Le récit littéraire de la conversion de Huysmans est raconté dans En route (1895), qui fut un succès commercial immédiat et motiva d'autres conversions à l'intérieur et à l'extérieur du pays (bien que certaines personnes aient trouvé sa conversion très suspecte). À partir de ce moment, la religion constitua un thème exclusif dans les écrits de Huysmans ainsi que dans sa vie personnelle. En 1898, peu après la publication de La Cathédrale (La cathédrale), une célébration de la cathédrale de Chartres et un commentaire sur le symbolisme chrétien, Huysmans se retire de la fonction publique, où il avait travaillé pendant plus de trente ans, et se retire à Ligugé, près du monastère bénédictin, pour vivre comme un oblat. Le refuge de Huysmans dans cette «oasis», comme il l'appelait dans son journal, ne dura que deux ans et demi. L'expulsion des moines en 1901 (en raison de la nouvelle loi sur les associations) l'oblige à rentrer à Paris. L'Oblat (L'Oblat de Saint Benoît), publié en 1903, est basé sur les expériences de Huysmans à Ligugé, racontant l'histoire d'une communauté religieuse française au début du siècle.

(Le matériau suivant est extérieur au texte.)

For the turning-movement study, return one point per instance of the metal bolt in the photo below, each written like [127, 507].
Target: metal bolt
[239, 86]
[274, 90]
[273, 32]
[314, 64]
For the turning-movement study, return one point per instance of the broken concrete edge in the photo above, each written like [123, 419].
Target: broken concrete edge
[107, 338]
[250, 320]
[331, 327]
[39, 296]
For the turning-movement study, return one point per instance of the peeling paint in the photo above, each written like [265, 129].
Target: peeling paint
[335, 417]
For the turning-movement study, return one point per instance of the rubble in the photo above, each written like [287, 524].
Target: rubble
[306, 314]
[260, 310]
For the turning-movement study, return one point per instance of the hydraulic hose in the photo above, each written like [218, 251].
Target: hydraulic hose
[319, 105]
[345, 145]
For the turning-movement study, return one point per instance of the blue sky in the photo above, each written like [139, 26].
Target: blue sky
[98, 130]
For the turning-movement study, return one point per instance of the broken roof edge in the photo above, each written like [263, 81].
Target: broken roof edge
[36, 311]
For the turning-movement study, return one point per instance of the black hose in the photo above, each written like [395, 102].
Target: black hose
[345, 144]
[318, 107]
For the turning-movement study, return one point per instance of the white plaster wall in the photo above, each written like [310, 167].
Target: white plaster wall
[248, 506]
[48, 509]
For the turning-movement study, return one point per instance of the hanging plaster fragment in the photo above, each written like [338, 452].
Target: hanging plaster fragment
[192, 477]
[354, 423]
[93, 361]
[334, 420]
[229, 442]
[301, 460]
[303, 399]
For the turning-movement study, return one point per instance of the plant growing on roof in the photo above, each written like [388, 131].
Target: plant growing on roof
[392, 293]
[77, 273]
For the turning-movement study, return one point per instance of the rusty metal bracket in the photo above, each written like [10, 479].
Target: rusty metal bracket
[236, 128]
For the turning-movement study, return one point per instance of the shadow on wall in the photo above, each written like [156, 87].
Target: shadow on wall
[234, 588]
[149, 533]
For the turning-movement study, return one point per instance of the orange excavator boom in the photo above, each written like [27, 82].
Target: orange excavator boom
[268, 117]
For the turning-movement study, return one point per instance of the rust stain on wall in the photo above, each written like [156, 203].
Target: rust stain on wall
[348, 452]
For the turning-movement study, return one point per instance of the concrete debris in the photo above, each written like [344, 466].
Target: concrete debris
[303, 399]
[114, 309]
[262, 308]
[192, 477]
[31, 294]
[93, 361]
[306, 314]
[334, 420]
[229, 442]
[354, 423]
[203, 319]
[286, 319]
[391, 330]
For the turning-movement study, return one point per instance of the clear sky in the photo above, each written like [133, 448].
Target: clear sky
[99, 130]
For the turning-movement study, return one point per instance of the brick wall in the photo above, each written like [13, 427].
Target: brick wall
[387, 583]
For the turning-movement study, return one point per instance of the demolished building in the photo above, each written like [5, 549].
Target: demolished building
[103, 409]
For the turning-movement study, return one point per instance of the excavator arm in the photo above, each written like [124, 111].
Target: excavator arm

Pendant ce temps, Huysmans avait également publié l'hagiographie d'un saint néerlandais, Sainte Lydwine de Schiedam (1900; Saint Lydwine de Schiedam), et était devenu le premier président de l'Académie Goncourt. Mais lentement, ses problèmes de santé ont pris le dessus sur sa vie, le forçant à rester à l'intérieur et à voyager moins. Un de ses derniers voyages le conduit à Lourdes; Les expériences de Huysmans là-bas sont racontées dans le dernier livre publié de son vivant, Les Foules de Lourdes (1906; Les foules de Lourdes). Peu de temps après avoir été promu au grade d'Officier de la Légion d'honneur, Huysmans décède le 12 mai 1907 des complications d'un cancer de la bouche. Huysmans est peut-être encore connu pour son célèbre chef-d'œuvre décadent, A Rebours, Pourtant, sa réputation ne cesse de croître à mesure que les lecteurs découvrent sa cartographie du déclin du naturalisme et du développement dramatique de la foi religieuse d'un homme.